Richardson has previously served as a colonel during the Anglo-Cherokee War of 1760 and 1761.

==Personal life==
Richardson married first to Mary Cantey, and then to Dorothy Sinkler, and had five children. Richard's son, James Burchill Richardson was the 41st governor of South Carolina, and his grandson John Peter Richardson II (1801–1864) was the 59th governor. His grandson John Lawrence Manning was the 65th governor of South Carolina (1852-1854) as well as a signer of the Ordinance of Secession. His great-great grandson Richard Irvine Manning III served as a state legislator and as the 92nd governor from 1915 to 1919.

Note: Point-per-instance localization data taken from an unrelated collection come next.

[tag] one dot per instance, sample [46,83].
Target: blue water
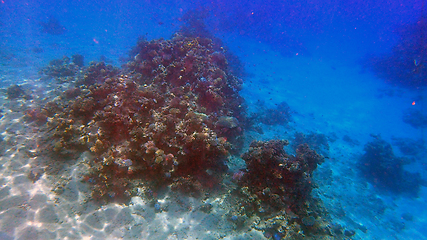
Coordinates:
[310,54]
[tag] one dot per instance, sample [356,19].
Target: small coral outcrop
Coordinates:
[385,171]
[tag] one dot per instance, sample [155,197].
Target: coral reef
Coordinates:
[278,179]
[385,171]
[408,58]
[170,117]
[409,146]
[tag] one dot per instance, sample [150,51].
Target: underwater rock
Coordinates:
[278,178]
[154,122]
[385,171]
[52,26]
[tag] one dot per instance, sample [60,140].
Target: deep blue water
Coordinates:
[314,55]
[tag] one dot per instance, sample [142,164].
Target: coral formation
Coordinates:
[64,69]
[279,179]
[170,117]
[384,170]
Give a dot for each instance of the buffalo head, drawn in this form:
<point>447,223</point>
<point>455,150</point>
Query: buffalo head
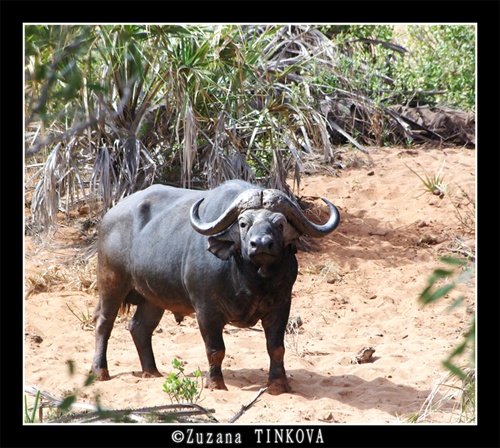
<point>259,225</point>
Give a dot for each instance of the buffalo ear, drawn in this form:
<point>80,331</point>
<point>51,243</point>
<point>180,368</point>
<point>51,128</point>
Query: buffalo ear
<point>291,235</point>
<point>225,244</point>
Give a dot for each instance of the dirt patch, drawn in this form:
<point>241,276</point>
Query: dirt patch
<point>358,289</point>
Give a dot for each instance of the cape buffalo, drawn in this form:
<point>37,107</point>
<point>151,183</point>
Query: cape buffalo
<point>152,252</point>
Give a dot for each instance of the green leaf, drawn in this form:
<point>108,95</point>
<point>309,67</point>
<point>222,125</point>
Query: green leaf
<point>438,293</point>
<point>454,261</point>
<point>67,402</point>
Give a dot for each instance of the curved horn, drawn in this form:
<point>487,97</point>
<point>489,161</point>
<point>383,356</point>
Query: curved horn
<point>247,199</point>
<point>280,202</point>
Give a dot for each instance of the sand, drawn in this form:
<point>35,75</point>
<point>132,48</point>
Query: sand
<point>359,288</point>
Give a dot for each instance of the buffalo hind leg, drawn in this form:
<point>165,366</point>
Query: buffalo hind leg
<point>274,328</point>
<point>141,326</point>
<point>104,317</point>
<point>214,343</point>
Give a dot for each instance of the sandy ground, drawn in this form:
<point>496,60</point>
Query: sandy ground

Richardson is a cousin of poet Robert Browning. Richardson's great-great grandmother was Mary Browning (sister of the poet's ancestor).

==Death and burial==

Richardson died in 1780 and was buried at the Richardson Cemetery in Rimini, Clarendon County, South Carolina. His body was later dug up and his plantation burned down on the orders of British commander Banastre Tarleton, who was in the process of pillaging Richardson's home in an attempt to discover the location of Patriot militia commander Francis Marion.